Frau Döppke saatine baktı ve kalktı. Beraber istasyona doğru yürüdük.
Kadın, Ankaradan ve Türkiyeden pek memnundu:
«Ecnebilere bu kadar hürmet edilen bir memleket görmedim!» diyordu. «İsviçre bile, refahını ecnebi seyyahlara borçlu olduğu halde, böyle değildir. Halk her yabancıya âdeta zorla evine girmiş biri gibi bakar... Halbuki Türkiyede herkes, bir ecnebiye bir kolaylık yapmak için sanki fırsat bekliyor; sonra Ankara pek hoşuma gidiyor!»

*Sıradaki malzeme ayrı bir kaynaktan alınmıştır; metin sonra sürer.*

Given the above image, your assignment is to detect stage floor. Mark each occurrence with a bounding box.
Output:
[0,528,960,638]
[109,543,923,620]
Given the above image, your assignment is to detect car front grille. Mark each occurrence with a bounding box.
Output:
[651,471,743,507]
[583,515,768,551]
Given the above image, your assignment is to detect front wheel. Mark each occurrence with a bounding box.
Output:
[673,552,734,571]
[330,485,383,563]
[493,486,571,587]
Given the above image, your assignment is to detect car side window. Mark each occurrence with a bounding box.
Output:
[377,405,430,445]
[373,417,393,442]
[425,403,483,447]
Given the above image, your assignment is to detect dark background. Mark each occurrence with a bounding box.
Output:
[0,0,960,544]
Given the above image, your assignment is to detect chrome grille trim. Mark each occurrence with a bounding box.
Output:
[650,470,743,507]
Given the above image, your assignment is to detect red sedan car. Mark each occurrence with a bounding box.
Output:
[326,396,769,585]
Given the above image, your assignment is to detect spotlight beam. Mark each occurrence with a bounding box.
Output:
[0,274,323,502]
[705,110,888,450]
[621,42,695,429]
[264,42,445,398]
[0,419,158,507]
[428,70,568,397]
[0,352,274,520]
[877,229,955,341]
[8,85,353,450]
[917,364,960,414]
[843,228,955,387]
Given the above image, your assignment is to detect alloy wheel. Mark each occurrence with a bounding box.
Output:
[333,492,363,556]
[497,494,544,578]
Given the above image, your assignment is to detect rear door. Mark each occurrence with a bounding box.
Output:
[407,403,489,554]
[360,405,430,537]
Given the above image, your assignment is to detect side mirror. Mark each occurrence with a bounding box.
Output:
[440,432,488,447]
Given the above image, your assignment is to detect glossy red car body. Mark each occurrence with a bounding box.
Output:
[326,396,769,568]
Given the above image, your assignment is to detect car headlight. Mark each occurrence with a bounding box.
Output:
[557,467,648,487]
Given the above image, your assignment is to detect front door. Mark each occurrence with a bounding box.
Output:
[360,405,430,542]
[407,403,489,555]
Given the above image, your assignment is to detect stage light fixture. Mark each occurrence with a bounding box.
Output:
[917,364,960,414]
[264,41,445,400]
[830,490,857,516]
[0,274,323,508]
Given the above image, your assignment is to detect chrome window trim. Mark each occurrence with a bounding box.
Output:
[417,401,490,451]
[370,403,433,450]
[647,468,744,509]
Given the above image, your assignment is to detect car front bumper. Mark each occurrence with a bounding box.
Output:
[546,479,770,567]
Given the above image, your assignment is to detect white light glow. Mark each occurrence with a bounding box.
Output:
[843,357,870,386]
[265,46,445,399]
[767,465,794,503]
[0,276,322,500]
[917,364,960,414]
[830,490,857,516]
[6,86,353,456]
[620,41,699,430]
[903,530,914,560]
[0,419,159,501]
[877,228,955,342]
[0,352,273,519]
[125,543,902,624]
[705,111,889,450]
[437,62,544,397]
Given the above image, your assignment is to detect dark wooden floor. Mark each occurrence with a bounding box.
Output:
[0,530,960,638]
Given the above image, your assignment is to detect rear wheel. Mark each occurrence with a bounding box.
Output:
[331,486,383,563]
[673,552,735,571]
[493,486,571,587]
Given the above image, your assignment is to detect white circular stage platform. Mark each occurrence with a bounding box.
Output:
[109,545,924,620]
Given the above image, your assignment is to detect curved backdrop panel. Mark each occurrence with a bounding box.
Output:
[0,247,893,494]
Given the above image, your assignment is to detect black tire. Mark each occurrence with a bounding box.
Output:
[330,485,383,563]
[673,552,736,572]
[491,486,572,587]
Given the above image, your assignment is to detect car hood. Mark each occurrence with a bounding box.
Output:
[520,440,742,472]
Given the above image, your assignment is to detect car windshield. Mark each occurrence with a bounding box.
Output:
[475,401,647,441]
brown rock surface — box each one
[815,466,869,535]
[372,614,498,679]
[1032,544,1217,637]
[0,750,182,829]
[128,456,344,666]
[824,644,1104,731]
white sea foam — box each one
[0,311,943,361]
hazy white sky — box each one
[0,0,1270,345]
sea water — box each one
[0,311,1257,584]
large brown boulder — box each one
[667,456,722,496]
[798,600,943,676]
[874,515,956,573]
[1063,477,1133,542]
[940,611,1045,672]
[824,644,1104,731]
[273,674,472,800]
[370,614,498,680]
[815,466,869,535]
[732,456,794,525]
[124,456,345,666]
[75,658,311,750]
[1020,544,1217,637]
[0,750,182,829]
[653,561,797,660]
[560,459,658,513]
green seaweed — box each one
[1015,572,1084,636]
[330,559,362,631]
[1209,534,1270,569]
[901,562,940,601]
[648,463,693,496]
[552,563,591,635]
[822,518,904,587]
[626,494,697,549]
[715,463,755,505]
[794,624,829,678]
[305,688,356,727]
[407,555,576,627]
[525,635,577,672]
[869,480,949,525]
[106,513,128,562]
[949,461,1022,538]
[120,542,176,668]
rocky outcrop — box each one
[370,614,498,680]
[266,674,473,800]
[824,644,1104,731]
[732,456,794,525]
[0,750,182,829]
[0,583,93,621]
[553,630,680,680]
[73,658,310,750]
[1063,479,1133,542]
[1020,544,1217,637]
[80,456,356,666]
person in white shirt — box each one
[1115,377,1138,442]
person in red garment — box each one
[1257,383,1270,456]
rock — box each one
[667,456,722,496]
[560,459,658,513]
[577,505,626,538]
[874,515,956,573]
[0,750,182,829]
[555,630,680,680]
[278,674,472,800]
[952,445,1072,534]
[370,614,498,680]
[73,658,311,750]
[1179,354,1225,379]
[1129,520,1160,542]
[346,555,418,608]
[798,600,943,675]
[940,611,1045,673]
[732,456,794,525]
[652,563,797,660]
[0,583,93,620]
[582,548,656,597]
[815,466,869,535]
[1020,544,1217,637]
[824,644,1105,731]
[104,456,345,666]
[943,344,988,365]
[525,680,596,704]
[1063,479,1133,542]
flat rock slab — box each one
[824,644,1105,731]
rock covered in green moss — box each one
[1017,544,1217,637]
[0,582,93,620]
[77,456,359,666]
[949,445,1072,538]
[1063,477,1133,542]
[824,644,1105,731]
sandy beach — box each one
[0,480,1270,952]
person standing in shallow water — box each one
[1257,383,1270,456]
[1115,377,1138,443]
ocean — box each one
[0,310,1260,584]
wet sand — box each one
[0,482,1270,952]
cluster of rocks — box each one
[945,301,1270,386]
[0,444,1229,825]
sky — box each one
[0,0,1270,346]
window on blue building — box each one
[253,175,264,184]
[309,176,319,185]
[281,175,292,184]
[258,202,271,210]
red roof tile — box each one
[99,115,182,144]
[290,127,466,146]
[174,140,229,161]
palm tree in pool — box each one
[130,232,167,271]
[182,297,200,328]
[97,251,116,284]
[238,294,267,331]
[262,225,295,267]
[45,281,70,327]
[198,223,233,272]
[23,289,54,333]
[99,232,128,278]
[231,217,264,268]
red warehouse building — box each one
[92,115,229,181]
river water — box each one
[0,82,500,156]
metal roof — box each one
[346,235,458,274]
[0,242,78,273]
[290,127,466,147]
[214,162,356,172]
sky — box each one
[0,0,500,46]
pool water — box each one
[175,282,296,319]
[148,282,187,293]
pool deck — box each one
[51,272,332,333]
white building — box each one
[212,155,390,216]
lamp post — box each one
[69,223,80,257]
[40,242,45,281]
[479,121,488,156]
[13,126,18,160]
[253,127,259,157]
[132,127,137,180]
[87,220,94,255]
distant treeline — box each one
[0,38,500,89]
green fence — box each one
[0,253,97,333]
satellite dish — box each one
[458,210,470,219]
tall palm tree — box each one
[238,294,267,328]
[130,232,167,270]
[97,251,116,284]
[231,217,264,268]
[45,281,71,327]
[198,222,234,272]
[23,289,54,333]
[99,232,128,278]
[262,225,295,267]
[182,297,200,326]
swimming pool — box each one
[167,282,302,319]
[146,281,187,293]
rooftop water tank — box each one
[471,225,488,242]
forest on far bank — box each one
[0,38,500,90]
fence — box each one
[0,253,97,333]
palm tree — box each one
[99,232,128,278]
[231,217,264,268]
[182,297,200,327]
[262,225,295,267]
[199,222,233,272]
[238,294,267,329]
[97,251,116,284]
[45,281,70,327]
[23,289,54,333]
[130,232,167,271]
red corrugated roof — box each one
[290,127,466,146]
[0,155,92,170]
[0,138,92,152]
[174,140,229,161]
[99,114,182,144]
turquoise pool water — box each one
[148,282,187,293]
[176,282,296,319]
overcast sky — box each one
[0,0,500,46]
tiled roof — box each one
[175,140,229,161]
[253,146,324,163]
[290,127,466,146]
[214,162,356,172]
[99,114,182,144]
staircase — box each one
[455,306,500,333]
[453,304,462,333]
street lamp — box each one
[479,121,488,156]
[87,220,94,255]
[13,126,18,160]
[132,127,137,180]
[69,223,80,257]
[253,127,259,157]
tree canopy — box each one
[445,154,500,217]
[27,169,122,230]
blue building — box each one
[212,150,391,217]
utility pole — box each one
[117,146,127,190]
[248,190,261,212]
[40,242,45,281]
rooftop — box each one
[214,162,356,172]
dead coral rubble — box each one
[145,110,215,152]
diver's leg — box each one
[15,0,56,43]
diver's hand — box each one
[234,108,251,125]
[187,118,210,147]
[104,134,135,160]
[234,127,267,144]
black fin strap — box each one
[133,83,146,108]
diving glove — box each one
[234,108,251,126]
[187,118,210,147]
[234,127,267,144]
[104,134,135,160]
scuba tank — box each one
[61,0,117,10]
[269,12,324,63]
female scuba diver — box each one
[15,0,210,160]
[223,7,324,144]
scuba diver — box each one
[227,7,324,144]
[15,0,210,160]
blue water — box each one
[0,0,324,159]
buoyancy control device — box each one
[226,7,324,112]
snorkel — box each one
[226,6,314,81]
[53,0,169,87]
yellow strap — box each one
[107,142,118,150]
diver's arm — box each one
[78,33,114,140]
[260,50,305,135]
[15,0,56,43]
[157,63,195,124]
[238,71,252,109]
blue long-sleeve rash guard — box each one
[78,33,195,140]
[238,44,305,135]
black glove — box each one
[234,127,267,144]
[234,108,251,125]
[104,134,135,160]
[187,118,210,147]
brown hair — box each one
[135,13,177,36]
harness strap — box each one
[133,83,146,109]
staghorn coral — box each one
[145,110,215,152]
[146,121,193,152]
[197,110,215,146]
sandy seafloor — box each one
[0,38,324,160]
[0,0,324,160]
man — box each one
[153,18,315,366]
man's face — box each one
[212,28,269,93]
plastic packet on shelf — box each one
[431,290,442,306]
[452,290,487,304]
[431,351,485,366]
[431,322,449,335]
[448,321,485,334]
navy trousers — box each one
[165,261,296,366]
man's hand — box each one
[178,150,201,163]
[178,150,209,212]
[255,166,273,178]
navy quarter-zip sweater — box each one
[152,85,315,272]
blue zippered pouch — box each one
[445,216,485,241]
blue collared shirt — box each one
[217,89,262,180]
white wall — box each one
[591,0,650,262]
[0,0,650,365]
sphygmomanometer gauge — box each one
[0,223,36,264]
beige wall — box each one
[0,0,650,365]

Yaşlı kadın boyuna konuşuyordu. Küçük kız beş on adım ileriden gidiyor, eliyle yolun kenarındaki ağaçlara dokunuyordu. İstasyona bir hayli yaklaştıktan sonra, son bir kararla, fakat mümkün olduğu kadar lâkayt görünmeğe çalışarak, söze başladım:
«Berlinde akrabanız çok mudur?»
«Hayır, pekçok değil... Ben asıl Praglıyım, Çek Alınanlarından... İlk kocam da Holandalı idi... Neden sordunuz?»
«Ben oradayken, sizin akrabanız olduğunu söyliyen bir kadın görmüştüm de...»
«Nerede?»
«Berlinde... Bir resim sergisinde tesadüf etmiştim... Galiba ressamdı...»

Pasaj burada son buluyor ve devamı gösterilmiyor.